Profilers (1997), written by Jeff Tarkington, about criminal profilers who base their analysis of prospective suspects on the crime scene investigation (C.S.I.) and their previous interviews with convicted serial killers. Here we see how FBI profilers John Douglas and Roy Hazelwood help to convict Wayne Bertram Williams, Robert Hansen, and Larry Gene Bell, though with a victim count of 2, Bell just qualifies as a serial killer. Of the 3 cases, Williams is the most curious, where it is said by Douglas that he "almost played out his own script" (whatever that means), and is seen to be stalked by the media before he is arrested and it appears that the police have named him as their prime suspect. Douglas' ploy to make Williams demonstrate his "anger" on trial is said to be the turning point in the case, though anger being interpreted as "rage" must certainly be subjective.

Dahmer: Mystery of the Serial Killer (1993), written by Michael Husain, and focusing on one of the more grotesque serial killers Jeffrey Dahmer. This episode also traces past serial killers. Described as the "embodiment of evil" and like Haley's comet by his defence attorney - who thankfully "only appears once every 75 years", excerpts from Dahmer's trial are seen here as is his own address to the court, though Dahmer has his back to the camera. Forensic Psychiatrist Park Dietz diagnoses Dahmer as being accidently conditioned in puberty to associate sex with violence, control and mutilation, and though he is described as a necrophile, his taste is more for "sex zombies" created from the crude lobotomies of his victims, than corpses. Dietz also comments that Dahmer needed to be drunk to kill and dismember, with Dahmer's alcoholism said to be as compulsive as his murdering. The medical examiner describes what the police found in Dahmer's apartment as a "localised disaster", and the trial scenes also include the testimony of escaped victim Tracy Edwards, and Dahmer being abused histrionically by one of the victim's family. Perhaps because Dahmer was killed once imprisoned, his tale has a more mysterious resonance.

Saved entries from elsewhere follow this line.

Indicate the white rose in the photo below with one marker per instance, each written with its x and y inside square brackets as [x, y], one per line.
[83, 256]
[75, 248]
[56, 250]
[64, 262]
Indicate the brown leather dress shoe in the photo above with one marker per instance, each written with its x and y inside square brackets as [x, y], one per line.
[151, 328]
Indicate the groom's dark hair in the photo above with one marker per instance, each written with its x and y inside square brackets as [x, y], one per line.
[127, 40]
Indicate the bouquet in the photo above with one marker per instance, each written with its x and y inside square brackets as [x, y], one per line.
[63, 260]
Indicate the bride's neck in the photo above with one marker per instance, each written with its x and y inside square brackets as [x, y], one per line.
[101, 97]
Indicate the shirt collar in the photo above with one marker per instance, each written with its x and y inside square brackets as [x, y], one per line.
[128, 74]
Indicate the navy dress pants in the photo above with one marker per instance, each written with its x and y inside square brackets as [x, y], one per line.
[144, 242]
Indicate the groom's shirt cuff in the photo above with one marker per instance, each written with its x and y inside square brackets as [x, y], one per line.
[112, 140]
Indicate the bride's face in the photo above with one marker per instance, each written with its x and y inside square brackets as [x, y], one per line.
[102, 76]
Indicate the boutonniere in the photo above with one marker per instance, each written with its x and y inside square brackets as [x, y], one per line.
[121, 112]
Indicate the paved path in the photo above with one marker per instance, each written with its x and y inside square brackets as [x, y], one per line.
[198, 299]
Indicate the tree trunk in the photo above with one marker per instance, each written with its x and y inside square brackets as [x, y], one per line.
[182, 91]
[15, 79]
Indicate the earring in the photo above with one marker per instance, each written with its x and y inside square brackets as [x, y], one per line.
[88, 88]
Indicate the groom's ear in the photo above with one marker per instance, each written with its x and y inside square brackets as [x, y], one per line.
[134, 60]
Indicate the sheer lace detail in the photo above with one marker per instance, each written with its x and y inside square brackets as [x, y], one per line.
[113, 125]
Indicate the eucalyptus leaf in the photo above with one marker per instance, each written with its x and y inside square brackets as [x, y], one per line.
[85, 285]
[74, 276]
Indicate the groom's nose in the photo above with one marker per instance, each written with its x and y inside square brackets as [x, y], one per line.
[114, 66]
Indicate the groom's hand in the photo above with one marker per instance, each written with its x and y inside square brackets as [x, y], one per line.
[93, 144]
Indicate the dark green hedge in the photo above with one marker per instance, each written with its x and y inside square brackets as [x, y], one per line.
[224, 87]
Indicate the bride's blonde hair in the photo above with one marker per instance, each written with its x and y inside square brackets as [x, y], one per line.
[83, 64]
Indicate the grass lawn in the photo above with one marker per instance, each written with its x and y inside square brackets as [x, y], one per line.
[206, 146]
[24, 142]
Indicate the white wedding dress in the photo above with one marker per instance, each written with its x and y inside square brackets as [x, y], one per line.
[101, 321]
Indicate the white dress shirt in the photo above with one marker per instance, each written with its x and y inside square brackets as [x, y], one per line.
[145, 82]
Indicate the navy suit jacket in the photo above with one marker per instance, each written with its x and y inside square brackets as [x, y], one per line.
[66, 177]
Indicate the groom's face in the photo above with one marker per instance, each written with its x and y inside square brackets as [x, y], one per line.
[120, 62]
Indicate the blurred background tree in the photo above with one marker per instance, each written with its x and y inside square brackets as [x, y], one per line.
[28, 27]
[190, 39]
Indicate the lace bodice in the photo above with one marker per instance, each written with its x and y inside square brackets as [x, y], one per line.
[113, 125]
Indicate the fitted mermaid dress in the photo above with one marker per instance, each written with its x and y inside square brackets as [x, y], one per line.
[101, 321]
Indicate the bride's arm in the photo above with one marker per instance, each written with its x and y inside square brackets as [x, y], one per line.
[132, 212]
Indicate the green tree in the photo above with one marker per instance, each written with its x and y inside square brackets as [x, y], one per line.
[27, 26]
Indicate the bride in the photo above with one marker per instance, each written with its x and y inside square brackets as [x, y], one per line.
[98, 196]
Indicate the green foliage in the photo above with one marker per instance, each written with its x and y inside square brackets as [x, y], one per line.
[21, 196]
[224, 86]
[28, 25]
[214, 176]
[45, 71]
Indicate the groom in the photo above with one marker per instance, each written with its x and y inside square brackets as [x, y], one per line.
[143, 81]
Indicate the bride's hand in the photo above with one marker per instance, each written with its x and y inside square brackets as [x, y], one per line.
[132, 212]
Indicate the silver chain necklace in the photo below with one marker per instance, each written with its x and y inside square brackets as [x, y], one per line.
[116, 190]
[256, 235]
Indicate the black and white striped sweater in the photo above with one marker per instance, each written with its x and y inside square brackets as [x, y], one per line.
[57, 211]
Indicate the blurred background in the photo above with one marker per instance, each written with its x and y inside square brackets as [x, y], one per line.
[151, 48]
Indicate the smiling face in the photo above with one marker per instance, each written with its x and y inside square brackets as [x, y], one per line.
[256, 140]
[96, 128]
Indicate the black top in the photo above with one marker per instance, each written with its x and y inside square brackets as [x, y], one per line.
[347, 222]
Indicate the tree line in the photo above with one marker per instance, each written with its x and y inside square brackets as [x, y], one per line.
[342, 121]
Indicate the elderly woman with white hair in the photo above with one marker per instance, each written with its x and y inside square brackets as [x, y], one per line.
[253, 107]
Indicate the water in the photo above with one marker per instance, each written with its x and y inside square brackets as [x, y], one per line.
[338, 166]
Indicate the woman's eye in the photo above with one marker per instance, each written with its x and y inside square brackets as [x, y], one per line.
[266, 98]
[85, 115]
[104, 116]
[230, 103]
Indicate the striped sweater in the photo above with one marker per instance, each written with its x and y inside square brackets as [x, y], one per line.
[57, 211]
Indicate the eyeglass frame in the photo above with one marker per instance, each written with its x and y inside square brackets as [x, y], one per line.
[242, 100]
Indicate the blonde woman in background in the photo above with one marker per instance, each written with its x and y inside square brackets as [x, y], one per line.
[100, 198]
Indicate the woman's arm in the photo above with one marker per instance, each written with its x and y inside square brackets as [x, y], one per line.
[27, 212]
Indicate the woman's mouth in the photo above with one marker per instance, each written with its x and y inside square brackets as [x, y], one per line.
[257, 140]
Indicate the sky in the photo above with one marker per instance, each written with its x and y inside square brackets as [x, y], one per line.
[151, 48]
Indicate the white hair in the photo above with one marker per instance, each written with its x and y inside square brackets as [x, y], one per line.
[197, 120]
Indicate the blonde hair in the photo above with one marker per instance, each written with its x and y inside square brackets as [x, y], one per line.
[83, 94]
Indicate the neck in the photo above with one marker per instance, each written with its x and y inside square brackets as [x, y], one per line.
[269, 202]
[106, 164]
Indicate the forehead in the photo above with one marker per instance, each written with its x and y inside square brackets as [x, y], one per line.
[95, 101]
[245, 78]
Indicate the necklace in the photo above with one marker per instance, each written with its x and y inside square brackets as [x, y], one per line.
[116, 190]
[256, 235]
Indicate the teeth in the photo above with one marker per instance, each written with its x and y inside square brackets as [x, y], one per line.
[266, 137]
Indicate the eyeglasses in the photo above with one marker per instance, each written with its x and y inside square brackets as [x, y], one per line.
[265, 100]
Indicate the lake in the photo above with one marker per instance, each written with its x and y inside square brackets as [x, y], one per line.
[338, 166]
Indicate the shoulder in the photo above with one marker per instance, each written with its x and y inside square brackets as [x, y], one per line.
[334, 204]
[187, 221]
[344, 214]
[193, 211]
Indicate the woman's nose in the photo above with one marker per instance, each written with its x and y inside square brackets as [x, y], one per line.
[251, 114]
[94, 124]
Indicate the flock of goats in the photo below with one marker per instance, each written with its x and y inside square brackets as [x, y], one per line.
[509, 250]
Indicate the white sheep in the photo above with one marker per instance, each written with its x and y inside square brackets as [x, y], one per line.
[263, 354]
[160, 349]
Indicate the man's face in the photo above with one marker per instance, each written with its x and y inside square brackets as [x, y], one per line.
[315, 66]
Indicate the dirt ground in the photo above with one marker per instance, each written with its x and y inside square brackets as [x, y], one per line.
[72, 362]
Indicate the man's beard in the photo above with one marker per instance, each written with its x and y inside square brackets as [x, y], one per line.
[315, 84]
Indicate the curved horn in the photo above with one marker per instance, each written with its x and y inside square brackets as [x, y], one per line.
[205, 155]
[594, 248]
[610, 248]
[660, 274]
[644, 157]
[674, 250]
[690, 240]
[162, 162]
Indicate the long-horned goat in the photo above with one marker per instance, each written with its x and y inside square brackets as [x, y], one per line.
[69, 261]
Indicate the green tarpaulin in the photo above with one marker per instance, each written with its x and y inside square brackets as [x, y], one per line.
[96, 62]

Buried Secrets (1996), written by Judy Cole, and about John Wayne Gacy, Jr. This episode has multiple use of the same imagery, especially one photo of Gacy that is zoomed in on over and over again, which reads as lazy film-making. We see Gacy dressed as Poco the clown, and the camera pours over handcuffs and rope, for expressionist effect, and we hear Gacy's voice from Defence Attorney's taped interviews. We are told he was such a social manipulator that he could "con people into killing them", and that his police confession was a "4 hour monologue". The weakness in this presentation is that it does not make clear the reality of Gacy's disposal of his victim's bodies under his house, where access looks decidely limited. However, some amusement comes from Gacy toying with his police surveillants, and his grim joke "I was only guilty of running a cemetary without a licence".

Charles Manson: Journey into Evil (1995), written by Alan Goldberg. This episode is unique in that we see Manson interviewed to-camera, though I could have done without the faux flames over one photo of him. Roman Polanski's emotional press conference after the death of his wife Sharon Tate by Manson's "family" is interrupted, though Patricia Krenwinkel's telling of the Tate house murders is chilling without being graphic.